Жутковатый рассказ не испугал меня. Быть может, благодаря мелиссе, которая придавала сил. Или потому, что Шахрийяр вовсе и не пытался привести собеседницу в трепет.
– Это зависит от того, о чем ты думаешь, когда пьешь свой чай.
Он протянул ко мне руку, требуя отдать ему почти пустую фарфоровую чашку. Без колебаний я сделала это.
– Ты, например, думала обо мне, – неспешно пояснил Чайный Вампир, вглядываясь в лиственную гущу на дне. – О том, какой сладкий у меня голос. Представляла, как я стою позади тебя всякий раз, когда ты пьешь чай из глиняного горшочка… Какое жуткое зрелище!
Я опустила голову, пытаясь спрятать пунцовые щеки.
– Я не стану это пить, – хмыкнул он, возвращая мне чашку. – Но будь на дне что-нибудь волнующее: воспоминания о любви, печали или надежды, – я осушил бы их залпом, навсегда отняв у владельца.
– Какой кошмар! – возмутилась я. – Ты воруешь чувства людей?
– Их прошлое… – Шахрийяр зевнул и отставил кофеум. – По их же просьбе.
– Хочешь, чтобы я поверила, будто кто-то по собственной воле может попросить отнять прошлые переживания?
– Конечно! – Он улегся на кушетку. – Подумай, сколько печальных болезненных воспоминаний имеется у людей. Неразделенная любовь, несбывшиеся мечты гложут их. И самый простой способ притупить боль – вручить ее мне с остатками чая.

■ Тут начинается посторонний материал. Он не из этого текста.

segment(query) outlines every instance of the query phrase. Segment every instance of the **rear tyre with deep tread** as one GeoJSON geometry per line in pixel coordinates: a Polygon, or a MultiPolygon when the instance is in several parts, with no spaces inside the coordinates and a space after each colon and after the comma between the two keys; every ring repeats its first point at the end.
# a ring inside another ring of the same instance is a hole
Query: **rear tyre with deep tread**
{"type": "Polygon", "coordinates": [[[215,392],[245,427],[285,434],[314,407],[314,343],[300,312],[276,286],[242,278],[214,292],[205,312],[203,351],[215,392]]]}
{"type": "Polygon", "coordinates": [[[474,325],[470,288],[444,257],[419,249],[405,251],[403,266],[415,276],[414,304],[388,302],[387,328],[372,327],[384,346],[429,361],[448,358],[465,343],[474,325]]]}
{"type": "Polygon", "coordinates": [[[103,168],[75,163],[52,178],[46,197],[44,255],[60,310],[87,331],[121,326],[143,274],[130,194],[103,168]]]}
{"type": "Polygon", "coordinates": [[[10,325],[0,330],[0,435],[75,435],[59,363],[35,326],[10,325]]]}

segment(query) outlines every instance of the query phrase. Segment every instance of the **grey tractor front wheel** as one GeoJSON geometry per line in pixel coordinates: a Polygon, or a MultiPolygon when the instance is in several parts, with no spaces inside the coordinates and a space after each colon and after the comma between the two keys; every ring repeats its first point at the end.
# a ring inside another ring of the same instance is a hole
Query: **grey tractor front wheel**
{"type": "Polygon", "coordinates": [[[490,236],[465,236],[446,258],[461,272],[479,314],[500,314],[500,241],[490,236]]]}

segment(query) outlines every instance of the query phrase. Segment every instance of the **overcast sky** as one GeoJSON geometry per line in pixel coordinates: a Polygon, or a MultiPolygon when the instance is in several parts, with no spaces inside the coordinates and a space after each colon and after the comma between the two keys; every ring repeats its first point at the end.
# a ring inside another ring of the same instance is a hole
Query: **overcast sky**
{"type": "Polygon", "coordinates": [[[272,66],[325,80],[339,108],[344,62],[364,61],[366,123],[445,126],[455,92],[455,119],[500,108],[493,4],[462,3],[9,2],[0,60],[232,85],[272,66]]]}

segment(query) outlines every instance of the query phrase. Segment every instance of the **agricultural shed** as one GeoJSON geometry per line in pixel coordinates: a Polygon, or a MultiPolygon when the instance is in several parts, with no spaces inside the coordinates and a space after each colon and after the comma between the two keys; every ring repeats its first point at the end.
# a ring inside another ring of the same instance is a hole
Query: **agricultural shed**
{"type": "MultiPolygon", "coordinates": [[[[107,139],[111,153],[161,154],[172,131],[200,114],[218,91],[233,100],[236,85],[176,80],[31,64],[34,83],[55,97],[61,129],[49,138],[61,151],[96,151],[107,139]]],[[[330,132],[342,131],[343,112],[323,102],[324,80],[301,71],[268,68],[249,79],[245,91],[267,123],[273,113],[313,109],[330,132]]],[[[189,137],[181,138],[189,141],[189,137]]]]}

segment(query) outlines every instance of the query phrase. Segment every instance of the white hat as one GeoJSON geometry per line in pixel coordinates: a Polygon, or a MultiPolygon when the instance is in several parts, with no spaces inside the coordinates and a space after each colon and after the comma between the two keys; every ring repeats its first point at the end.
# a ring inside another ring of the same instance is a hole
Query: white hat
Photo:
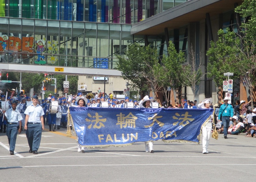
{"type": "Polygon", "coordinates": [[[205,103],[210,103],[211,104],[212,102],[212,99],[211,98],[206,98],[204,100],[202,101],[202,102],[205,102],[205,103]],[[209,100],[209,101],[208,101],[208,100],[209,100]]]}
{"type": "Polygon", "coordinates": [[[120,103],[120,104],[121,104],[121,101],[123,101],[124,102],[124,101],[125,101],[125,100],[124,100],[124,98],[122,98],[121,99],[119,99],[118,100],[118,103],[120,103]]]}
{"type": "Polygon", "coordinates": [[[77,102],[78,102],[78,101],[81,99],[84,101],[85,102],[85,104],[87,104],[87,102],[88,102],[88,100],[86,98],[85,98],[84,97],[83,97],[82,96],[81,97],[77,97],[76,98],[76,101],[77,102]]]}
{"type": "Polygon", "coordinates": [[[233,115],[233,117],[232,117],[232,118],[233,119],[235,119],[236,120],[238,120],[238,118],[237,118],[237,117],[236,116],[233,115]]]}
{"type": "Polygon", "coordinates": [[[152,98],[151,99],[150,99],[149,98],[146,98],[145,99],[144,99],[144,100],[143,101],[142,103],[141,103],[141,104],[143,105],[143,103],[146,102],[146,101],[150,101],[150,102],[152,102],[153,100],[154,100],[154,99],[152,98]]]}
{"type": "Polygon", "coordinates": [[[245,103],[245,101],[244,101],[243,100],[242,100],[241,101],[240,101],[240,104],[241,104],[243,102],[245,103]]]}
{"type": "Polygon", "coordinates": [[[230,99],[229,99],[229,98],[228,97],[225,97],[225,98],[224,98],[224,99],[223,99],[223,100],[224,100],[224,101],[225,101],[225,100],[228,100],[228,101],[230,101],[230,99]]]}

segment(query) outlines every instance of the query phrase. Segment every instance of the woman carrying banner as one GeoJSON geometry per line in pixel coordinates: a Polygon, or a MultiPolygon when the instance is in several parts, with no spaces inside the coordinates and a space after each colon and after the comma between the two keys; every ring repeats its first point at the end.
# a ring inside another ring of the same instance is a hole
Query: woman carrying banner
{"type": "MultiPolygon", "coordinates": [[[[144,97],[141,101],[140,101],[139,103],[139,107],[140,108],[151,108],[150,103],[153,101],[153,98],[150,99],[148,95],[144,97]]],[[[153,150],[153,143],[152,142],[149,141],[148,142],[145,142],[145,147],[146,148],[146,152],[154,153],[153,150]]]]}
{"type": "MultiPolygon", "coordinates": [[[[204,99],[202,102],[198,105],[198,108],[209,109],[211,105],[210,99],[204,99]]],[[[212,120],[213,118],[213,115],[212,114],[210,116],[210,118],[207,120],[206,125],[202,127],[202,134],[203,136],[203,153],[207,154],[209,153],[207,151],[209,146],[210,136],[211,135],[211,132],[212,131],[212,120]]]]}
{"type": "MultiPolygon", "coordinates": [[[[69,97],[68,100],[68,103],[69,104],[70,107],[86,107],[86,105],[87,105],[87,103],[88,101],[88,100],[86,98],[85,98],[82,96],[81,97],[77,97],[76,98],[76,101],[77,103],[77,105],[75,105],[73,104],[70,101],[72,99],[72,97],[69,97]]],[[[81,147],[81,145],[77,143],[77,147],[78,149],[77,149],[77,152],[84,152],[85,148],[84,147],[81,147]]]]}

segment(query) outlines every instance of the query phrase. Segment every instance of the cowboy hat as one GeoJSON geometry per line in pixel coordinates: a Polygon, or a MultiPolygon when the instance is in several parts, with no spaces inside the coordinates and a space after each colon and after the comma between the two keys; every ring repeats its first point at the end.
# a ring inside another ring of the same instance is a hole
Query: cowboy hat
{"type": "Polygon", "coordinates": [[[205,102],[206,103],[206,101],[207,100],[209,100],[209,101],[210,101],[210,104],[211,104],[211,103],[212,102],[212,99],[211,98],[206,98],[203,101],[202,101],[202,102],[205,102]]]}
{"type": "Polygon", "coordinates": [[[230,101],[230,99],[229,99],[229,98],[228,97],[225,97],[225,98],[224,98],[224,99],[223,99],[223,100],[224,100],[224,101],[225,101],[225,100],[228,100],[228,101],[230,101]]]}
{"type": "Polygon", "coordinates": [[[88,102],[88,100],[86,98],[85,98],[84,97],[82,96],[81,97],[77,97],[76,98],[76,101],[77,102],[78,102],[78,101],[80,99],[82,99],[85,102],[85,103],[87,103],[88,102]]]}
{"type": "Polygon", "coordinates": [[[141,104],[143,105],[143,103],[146,101],[150,101],[150,102],[152,102],[153,101],[153,100],[154,100],[154,99],[153,98],[151,99],[150,99],[149,98],[147,98],[144,99],[144,101],[143,101],[142,103],[141,103],[141,104]]]}
{"type": "Polygon", "coordinates": [[[245,101],[244,101],[243,100],[242,100],[241,101],[240,101],[240,105],[242,104],[242,103],[245,103],[245,101]]]}

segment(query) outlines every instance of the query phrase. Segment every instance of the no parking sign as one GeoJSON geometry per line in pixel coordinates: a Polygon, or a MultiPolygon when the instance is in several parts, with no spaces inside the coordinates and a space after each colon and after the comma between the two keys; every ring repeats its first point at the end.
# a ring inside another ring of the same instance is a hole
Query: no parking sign
{"type": "Polygon", "coordinates": [[[228,102],[228,103],[231,104],[231,94],[230,93],[226,93],[225,96],[228,98],[230,100],[228,102]]]}
{"type": "Polygon", "coordinates": [[[226,80],[223,81],[223,91],[228,91],[228,81],[226,80]]]}
{"type": "Polygon", "coordinates": [[[233,80],[229,80],[228,85],[228,92],[229,93],[233,92],[233,80]]]}

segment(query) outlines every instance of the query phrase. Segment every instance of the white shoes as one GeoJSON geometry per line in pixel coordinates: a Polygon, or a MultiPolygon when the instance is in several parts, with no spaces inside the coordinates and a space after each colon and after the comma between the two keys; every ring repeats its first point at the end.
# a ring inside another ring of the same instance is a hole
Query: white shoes
{"type": "Polygon", "coordinates": [[[150,153],[154,153],[154,150],[153,150],[153,147],[149,147],[149,152],[150,153]]]}

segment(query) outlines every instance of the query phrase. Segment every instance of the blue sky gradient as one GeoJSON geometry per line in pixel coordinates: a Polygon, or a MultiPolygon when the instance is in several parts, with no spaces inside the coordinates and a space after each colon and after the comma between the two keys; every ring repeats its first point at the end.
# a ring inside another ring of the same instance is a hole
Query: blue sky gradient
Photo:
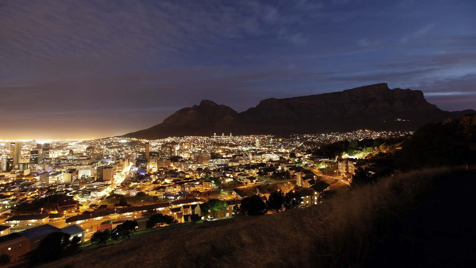
{"type": "Polygon", "coordinates": [[[203,99],[240,112],[383,82],[476,109],[475,13],[463,0],[0,0],[0,138],[112,136],[203,99]]]}

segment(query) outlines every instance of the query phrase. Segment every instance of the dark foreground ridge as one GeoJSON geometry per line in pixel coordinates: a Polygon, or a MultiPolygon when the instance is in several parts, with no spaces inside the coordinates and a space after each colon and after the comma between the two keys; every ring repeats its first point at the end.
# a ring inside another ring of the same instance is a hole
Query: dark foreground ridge
{"type": "Polygon", "coordinates": [[[466,166],[413,171],[310,207],[156,232],[44,267],[471,266],[473,189],[457,186],[475,177],[466,166]]]}
{"type": "Polygon", "coordinates": [[[238,113],[207,100],[184,108],[163,122],[123,136],[156,139],[170,136],[325,133],[358,129],[413,131],[426,124],[462,114],[442,111],[419,90],[390,89],[386,83],[286,99],[267,99],[238,113]]]}

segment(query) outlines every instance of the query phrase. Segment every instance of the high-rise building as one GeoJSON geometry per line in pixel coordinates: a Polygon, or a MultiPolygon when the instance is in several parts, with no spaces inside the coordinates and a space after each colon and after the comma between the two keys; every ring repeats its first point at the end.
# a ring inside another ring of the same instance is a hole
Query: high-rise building
{"type": "Polygon", "coordinates": [[[30,164],[38,164],[43,160],[41,149],[30,151],[30,164]]]}
{"type": "Polygon", "coordinates": [[[7,155],[0,155],[0,172],[7,171],[8,163],[8,157],[7,155]]]}
{"type": "Polygon", "coordinates": [[[102,181],[110,181],[114,178],[114,169],[110,165],[99,167],[98,178],[102,181]]]}
{"type": "Polygon", "coordinates": [[[160,157],[162,158],[168,158],[173,155],[172,146],[171,145],[163,144],[160,146],[160,157]]]}
{"type": "Polygon", "coordinates": [[[21,162],[21,143],[17,142],[10,144],[10,158],[13,159],[13,165],[21,162]]]}
{"type": "Polygon", "coordinates": [[[41,149],[42,159],[50,158],[50,144],[36,144],[36,148],[41,149]]]}
{"type": "Polygon", "coordinates": [[[147,161],[146,160],[138,160],[136,161],[136,167],[139,174],[143,175],[147,173],[147,161]]]}
{"type": "Polygon", "coordinates": [[[148,161],[149,161],[149,160],[150,159],[150,155],[149,152],[149,150],[150,150],[150,144],[149,144],[149,143],[147,143],[146,144],[146,146],[145,146],[146,147],[146,148],[145,148],[145,149],[146,149],[146,160],[148,160],[148,161]]]}
{"type": "Polygon", "coordinates": [[[95,148],[94,146],[88,146],[86,147],[86,156],[88,156],[88,158],[92,159],[96,159],[96,155],[94,154],[95,148]]]}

– Я думаю, именно прошлое делает нас самими собой: все ошибки, печали и радости вместе взятые… – я запнулась, вспомнив, как еще несколько недель назад была готова избавиться от прежнего мира, позабыть о нем, начать жизнь с чистого листа.
– Хорошо, что ты придерживаешься такой точки зрения, – возразил вампир хитро, глядя мне в глаза. – Но готов поспорить, ты не всегда так думала…
Я снова покраснела.
– К счастью, кроме тебя в этом и иных мирах обитает еще множество людей, которые не дадут мне умереть от голода.

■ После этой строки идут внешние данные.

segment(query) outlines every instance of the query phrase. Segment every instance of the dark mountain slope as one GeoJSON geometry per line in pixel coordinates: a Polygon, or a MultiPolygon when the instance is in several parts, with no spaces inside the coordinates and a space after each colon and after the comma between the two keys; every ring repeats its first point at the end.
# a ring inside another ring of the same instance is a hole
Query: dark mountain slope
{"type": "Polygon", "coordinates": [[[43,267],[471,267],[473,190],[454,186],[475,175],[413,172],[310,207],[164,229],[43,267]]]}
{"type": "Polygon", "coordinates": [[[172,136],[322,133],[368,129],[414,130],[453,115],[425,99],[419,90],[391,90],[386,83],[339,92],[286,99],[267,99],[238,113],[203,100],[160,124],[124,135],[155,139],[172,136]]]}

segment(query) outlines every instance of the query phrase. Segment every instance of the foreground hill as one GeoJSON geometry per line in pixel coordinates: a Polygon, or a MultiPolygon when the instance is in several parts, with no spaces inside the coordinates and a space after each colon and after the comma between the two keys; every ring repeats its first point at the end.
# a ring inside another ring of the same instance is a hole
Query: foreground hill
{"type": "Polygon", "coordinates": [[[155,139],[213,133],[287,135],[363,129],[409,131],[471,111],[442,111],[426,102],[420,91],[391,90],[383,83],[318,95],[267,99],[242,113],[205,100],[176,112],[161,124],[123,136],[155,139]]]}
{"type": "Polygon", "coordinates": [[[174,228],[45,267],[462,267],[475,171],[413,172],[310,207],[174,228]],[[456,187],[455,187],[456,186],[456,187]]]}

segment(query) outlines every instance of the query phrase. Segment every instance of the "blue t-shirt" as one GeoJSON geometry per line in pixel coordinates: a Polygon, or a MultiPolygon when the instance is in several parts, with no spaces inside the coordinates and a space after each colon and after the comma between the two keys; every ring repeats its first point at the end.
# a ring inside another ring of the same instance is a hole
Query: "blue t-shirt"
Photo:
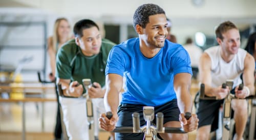
{"type": "Polygon", "coordinates": [[[188,53],[180,44],[165,40],[164,46],[152,58],[143,56],[139,38],[115,46],[107,61],[105,74],[125,76],[126,89],[121,103],[157,106],[174,99],[174,76],[179,73],[192,75],[188,53]]]}

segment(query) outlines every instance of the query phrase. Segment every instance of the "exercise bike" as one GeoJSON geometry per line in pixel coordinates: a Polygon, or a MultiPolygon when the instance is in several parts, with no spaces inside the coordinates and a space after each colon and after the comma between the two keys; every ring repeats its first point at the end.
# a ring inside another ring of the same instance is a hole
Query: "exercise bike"
{"type": "MultiPolygon", "coordinates": [[[[232,88],[233,85],[233,80],[227,80],[226,83],[222,83],[222,88],[226,89],[227,86],[229,87],[230,91],[232,90],[232,88]]],[[[239,90],[242,90],[243,89],[243,84],[240,84],[239,86],[239,90]]],[[[205,86],[204,83],[201,84],[200,86],[200,92],[199,98],[203,100],[218,100],[217,99],[216,97],[208,97],[206,96],[205,95],[205,86]]],[[[222,139],[232,139],[232,133],[230,133],[230,130],[233,129],[230,129],[230,118],[231,118],[231,101],[233,99],[253,99],[255,98],[255,96],[249,96],[246,97],[245,98],[238,98],[236,97],[234,95],[232,94],[229,93],[226,96],[224,99],[223,103],[223,111],[222,113],[222,139]]],[[[255,118],[254,118],[255,119],[255,118]]],[[[251,126],[252,128],[255,128],[255,126],[251,126]]]]}
{"type": "MultiPolygon", "coordinates": [[[[159,139],[157,137],[157,133],[185,133],[183,128],[180,127],[164,127],[163,114],[158,113],[156,115],[156,126],[152,123],[154,119],[155,111],[153,106],[144,106],[143,108],[144,120],[146,124],[140,126],[140,115],[138,113],[134,113],[132,115],[133,127],[116,127],[113,131],[116,133],[144,133],[144,140],[159,139]]],[[[110,119],[112,117],[111,112],[107,112],[106,117],[110,119]]],[[[191,114],[185,113],[185,118],[188,120],[191,117],[191,114]]]]}

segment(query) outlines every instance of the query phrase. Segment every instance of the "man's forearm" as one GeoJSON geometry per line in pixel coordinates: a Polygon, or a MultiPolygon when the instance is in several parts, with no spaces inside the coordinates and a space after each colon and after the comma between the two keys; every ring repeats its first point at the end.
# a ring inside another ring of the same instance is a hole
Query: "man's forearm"
{"type": "Polygon", "coordinates": [[[180,98],[177,98],[178,106],[181,113],[192,111],[192,98],[186,89],[181,91],[180,98]]]}
{"type": "Polygon", "coordinates": [[[112,111],[117,113],[117,108],[119,104],[119,92],[114,90],[109,90],[104,97],[105,108],[106,111],[112,111]]]}

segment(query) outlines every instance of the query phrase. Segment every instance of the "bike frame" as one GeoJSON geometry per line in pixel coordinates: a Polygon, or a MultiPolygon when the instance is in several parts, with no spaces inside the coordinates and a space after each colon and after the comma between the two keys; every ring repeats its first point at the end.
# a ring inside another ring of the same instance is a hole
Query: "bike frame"
{"type": "MultiPolygon", "coordinates": [[[[138,113],[134,113],[133,117],[133,127],[116,127],[113,131],[118,133],[144,133],[145,140],[156,139],[157,134],[165,133],[185,133],[183,128],[180,127],[163,127],[163,114],[158,113],[156,115],[156,126],[152,124],[154,119],[154,107],[153,106],[144,106],[143,108],[144,120],[146,125],[140,127],[140,115],[138,113]]],[[[106,117],[110,119],[112,117],[111,112],[108,112],[106,117]]],[[[190,113],[185,113],[187,120],[191,117],[190,113]]]]}
{"type": "MultiPolygon", "coordinates": [[[[227,80],[226,83],[222,84],[222,88],[225,89],[226,86],[228,86],[229,90],[232,90],[233,85],[233,80],[227,80]]],[[[240,84],[238,90],[243,89],[243,85],[240,84]]],[[[247,97],[244,99],[247,99],[255,98],[254,96],[250,96],[247,97]]],[[[200,99],[203,100],[218,100],[216,97],[205,97],[204,94],[204,84],[202,83],[200,87],[200,99]]],[[[231,94],[228,93],[227,96],[224,99],[223,103],[223,111],[222,113],[222,140],[231,139],[232,134],[230,133],[230,118],[231,118],[231,101],[233,99],[239,99],[236,98],[236,96],[231,94]]]]}

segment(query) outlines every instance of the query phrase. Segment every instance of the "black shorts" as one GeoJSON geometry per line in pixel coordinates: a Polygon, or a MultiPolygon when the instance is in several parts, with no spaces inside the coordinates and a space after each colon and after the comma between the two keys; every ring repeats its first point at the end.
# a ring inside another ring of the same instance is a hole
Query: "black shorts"
{"type": "MultiPolygon", "coordinates": [[[[230,92],[234,94],[234,90],[230,92]]],[[[218,129],[219,124],[219,111],[221,104],[223,103],[222,100],[202,100],[199,99],[197,115],[199,122],[198,128],[211,125],[211,132],[218,129]]],[[[233,114],[231,111],[231,117],[233,114]]]]}
{"type": "MultiPolygon", "coordinates": [[[[119,118],[116,126],[133,126],[133,118],[132,115],[135,112],[140,114],[140,126],[146,124],[143,118],[143,107],[145,105],[121,104],[118,107],[118,115],[119,118]]],[[[179,118],[180,114],[178,107],[177,99],[174,99],[162,105],[154,106],[155,114],[161,112],[164,115],[164,124],[170,121],[179,121],[179,118]]],[[[156,118],[156,117],[155,117],[156,118]]],[[[152,122],[156,124],[156,119],[152,122]]],[[[141,140],[144,137],[144,133],[116,133],[116,139],[127,140],[141,140]]]]}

– И какие же чувства самые вкусные? – замявшись, спросила я.
– М-м-м… – Чайный Вампир задумался, – мне нравится зависть. Она как крепкое вино, которое еще долго туманит голову. К тому же оставляет горькое послевкусие.
Я поежилась. Его красивое лицо сделалось хищным. Но спустя мгновение густые ресницы задрожали – передо мной снова был задумчивый философ.

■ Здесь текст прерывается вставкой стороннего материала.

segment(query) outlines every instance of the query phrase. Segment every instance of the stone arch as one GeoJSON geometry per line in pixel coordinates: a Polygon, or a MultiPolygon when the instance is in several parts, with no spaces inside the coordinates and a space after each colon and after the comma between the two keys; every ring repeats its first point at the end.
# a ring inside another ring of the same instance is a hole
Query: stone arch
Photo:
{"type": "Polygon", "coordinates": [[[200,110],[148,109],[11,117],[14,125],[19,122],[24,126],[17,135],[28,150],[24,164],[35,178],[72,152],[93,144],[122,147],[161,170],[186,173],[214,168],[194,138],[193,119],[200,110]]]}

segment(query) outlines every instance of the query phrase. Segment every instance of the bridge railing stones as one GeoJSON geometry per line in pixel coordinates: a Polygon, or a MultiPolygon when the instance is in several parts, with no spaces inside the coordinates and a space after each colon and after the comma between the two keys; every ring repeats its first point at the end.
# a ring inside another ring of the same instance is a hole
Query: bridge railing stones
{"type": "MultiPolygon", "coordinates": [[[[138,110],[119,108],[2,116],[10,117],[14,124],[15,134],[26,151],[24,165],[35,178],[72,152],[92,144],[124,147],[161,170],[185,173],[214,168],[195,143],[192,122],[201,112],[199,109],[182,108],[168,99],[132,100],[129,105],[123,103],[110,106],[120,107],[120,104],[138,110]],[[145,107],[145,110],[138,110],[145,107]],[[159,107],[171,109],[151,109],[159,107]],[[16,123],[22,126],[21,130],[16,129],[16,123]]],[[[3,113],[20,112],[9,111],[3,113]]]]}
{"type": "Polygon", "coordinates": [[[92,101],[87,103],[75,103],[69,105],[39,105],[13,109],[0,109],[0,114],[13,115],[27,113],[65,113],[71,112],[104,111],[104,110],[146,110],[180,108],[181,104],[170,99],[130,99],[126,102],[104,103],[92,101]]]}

– Так вот почему твоя беседка находится в Бахче-Ар. Поначалу я подумала, отчего не поставить ее где-нибудь на окраине Деревянного квартала, чтобы каждый желающий мог выпить чашку-другую в тени твоего сада? Зачем блуждать сквозь кофеумные пары, отыскивая огонек твоей жаровни? Но теперь понимаю – это крайняя точка, место, куда приходят отчаявшиеся, те, кому не поможет даже кофеум.